当時はコンピュータと言えばIBMやDECなどの大型コンピュータが主流で、まだまだ一般人にとっては雲の上の存在でした。UNIXワークステーションのサン・マイクロシステムズが設立され、オラクルがコマンドライン・インターフェースのデータベースをようやく軌道に乗せ、一般個人向けコンピュータのOSとしてはマイクロソフトのMS-DOSが使われ始めたばかりの頃です。そんな時代に、今でこそ当たり前となったマウス操作によるグラフィカル・インターフェースを搭載したマッキントッシュの登場は、非常に衝撃的でした。

その後、ウィンドウズの普及によって、ついに「パーソナルコンピュータ」というカテゴリーが認知され、コンピュータ技術は現在のように身近なものになったのです。アップルは、『1984』における管理社会の黒幕をIBMになぞらえ、マッキントッシュの登場によって「そのような暗い未来はこない」ことをアピールしたのでした。

さて、それでは業務用システムの開発現場はどうでしょうか。開発言語の主流はCOBOLやC言語からVisual Basic、C++、Javaへと変遷し、さらにはPerlやPHPなどのスクリプト言語まで選択肢を増やしてきていますが、いずれも共通しているのはテキストベースの言語だということです。統合開発環境などGUI化されているものもありますが、ソースコードは厳然たるテキストです。これらの言語を扱うプログラマーという職業は、まだまだ非常に専門性が高いものです。

ASTERIAには、かつてアップルがユーザ・インターフェースの世界にもたらしたのと同じことを、プログラミング言語の世界においても実現したい、という思いが込められています。グラフィカルで直観的なプログラミング言語を普及させ、プログラミングというものをもっと身近なものにしたいという願いです。
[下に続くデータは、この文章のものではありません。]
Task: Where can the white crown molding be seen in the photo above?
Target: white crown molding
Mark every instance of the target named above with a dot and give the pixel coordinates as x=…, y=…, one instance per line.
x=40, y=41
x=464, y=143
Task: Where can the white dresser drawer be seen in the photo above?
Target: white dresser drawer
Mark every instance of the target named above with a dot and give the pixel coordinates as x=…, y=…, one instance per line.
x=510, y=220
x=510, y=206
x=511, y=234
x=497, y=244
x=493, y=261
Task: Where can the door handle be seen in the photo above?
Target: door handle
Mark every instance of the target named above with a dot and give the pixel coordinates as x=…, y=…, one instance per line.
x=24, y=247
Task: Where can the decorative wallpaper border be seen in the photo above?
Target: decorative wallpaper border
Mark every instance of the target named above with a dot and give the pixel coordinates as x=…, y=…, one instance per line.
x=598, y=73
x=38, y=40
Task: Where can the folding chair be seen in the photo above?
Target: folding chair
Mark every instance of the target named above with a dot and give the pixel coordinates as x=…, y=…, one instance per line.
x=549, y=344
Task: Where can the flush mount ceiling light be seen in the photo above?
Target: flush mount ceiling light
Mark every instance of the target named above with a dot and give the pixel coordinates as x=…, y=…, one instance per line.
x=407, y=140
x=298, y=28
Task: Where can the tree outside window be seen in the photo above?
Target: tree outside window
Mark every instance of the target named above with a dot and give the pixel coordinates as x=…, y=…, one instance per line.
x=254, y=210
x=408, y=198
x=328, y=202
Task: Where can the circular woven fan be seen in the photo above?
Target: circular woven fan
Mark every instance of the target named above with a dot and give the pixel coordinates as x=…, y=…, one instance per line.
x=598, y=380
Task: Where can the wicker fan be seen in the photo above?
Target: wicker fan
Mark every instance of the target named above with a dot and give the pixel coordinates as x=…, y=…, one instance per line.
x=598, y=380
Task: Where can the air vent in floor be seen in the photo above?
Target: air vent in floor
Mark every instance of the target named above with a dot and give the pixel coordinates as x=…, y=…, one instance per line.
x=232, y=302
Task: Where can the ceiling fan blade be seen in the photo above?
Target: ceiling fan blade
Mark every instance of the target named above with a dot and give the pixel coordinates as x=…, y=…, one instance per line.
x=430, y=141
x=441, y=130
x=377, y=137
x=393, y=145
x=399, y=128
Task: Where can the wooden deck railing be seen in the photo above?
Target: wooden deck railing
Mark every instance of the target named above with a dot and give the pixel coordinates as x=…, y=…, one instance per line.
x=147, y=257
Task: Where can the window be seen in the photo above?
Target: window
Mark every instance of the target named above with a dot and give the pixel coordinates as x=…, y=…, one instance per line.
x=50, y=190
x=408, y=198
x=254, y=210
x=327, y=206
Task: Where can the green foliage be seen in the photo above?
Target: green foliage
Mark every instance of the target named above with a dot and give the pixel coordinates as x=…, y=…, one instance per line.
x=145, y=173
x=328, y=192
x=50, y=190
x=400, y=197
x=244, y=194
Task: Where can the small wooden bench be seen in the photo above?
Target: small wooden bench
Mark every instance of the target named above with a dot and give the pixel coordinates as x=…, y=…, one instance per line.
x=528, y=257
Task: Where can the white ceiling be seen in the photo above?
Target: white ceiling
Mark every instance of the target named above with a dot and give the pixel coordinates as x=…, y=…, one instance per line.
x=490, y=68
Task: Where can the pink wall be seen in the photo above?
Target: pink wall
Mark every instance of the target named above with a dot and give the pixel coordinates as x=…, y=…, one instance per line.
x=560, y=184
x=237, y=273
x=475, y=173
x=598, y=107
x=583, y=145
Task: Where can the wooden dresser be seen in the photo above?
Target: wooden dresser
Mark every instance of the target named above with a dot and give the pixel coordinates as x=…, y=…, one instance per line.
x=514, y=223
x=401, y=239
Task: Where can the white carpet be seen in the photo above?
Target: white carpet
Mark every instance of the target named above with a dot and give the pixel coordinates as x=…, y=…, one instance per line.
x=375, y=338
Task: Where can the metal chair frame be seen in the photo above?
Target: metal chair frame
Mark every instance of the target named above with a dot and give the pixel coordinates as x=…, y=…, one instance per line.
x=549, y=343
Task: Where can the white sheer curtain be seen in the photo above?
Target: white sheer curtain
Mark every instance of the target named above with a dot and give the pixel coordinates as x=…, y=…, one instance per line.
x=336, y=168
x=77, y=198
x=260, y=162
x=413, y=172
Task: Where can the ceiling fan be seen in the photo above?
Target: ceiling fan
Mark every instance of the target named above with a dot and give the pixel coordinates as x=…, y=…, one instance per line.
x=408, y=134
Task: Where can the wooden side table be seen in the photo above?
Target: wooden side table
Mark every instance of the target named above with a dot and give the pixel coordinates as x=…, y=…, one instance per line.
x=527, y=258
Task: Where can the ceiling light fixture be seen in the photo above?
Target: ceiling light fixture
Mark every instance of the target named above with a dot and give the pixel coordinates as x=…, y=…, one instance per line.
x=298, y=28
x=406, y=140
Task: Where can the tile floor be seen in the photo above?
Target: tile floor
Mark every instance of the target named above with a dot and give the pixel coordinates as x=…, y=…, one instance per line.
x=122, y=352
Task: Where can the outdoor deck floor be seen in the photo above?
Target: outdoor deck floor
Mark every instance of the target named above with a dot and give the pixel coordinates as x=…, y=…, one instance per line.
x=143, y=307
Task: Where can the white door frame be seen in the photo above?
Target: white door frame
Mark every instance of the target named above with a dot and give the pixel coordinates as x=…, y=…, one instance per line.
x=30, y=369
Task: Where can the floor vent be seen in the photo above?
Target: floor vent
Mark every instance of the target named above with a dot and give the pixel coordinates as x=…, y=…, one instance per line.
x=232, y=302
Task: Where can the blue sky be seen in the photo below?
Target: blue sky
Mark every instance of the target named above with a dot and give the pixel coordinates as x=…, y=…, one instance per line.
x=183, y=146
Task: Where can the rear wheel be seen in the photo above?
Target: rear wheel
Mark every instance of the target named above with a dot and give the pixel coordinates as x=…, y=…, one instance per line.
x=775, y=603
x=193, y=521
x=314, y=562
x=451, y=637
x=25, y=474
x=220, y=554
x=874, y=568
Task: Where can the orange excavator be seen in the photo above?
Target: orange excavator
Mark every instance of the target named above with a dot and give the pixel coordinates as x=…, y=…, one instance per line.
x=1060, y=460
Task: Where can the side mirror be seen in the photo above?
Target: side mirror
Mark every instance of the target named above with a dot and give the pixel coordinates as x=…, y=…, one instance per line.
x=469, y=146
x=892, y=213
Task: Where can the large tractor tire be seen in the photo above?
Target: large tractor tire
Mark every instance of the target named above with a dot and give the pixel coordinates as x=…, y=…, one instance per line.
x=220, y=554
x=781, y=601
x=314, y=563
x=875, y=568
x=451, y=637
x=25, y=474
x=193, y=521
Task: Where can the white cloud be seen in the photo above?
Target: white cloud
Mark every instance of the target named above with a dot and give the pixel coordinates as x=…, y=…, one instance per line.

残念ながら、ASTERIAはまだまだ高価なソフトウェアです。まだまだ改善すべき点も多くあります。しかし、私たちはこういった革新的なソフトウェアがいつか個人の手に届くようになる未来を信じています。コンピュータが自分の指示通りに動いたときの、あのささやかな感動を、プログラミングの楽しさを、もっと多くの人に感じてもらうために。

この本を手にとって、この序文を読んでくれているあなたとの出会いに感謝します。この機会にASTERIAに触れてみて、次の20年がどういう未来になるか想像を膨らませてみるのはいかがでしょうか?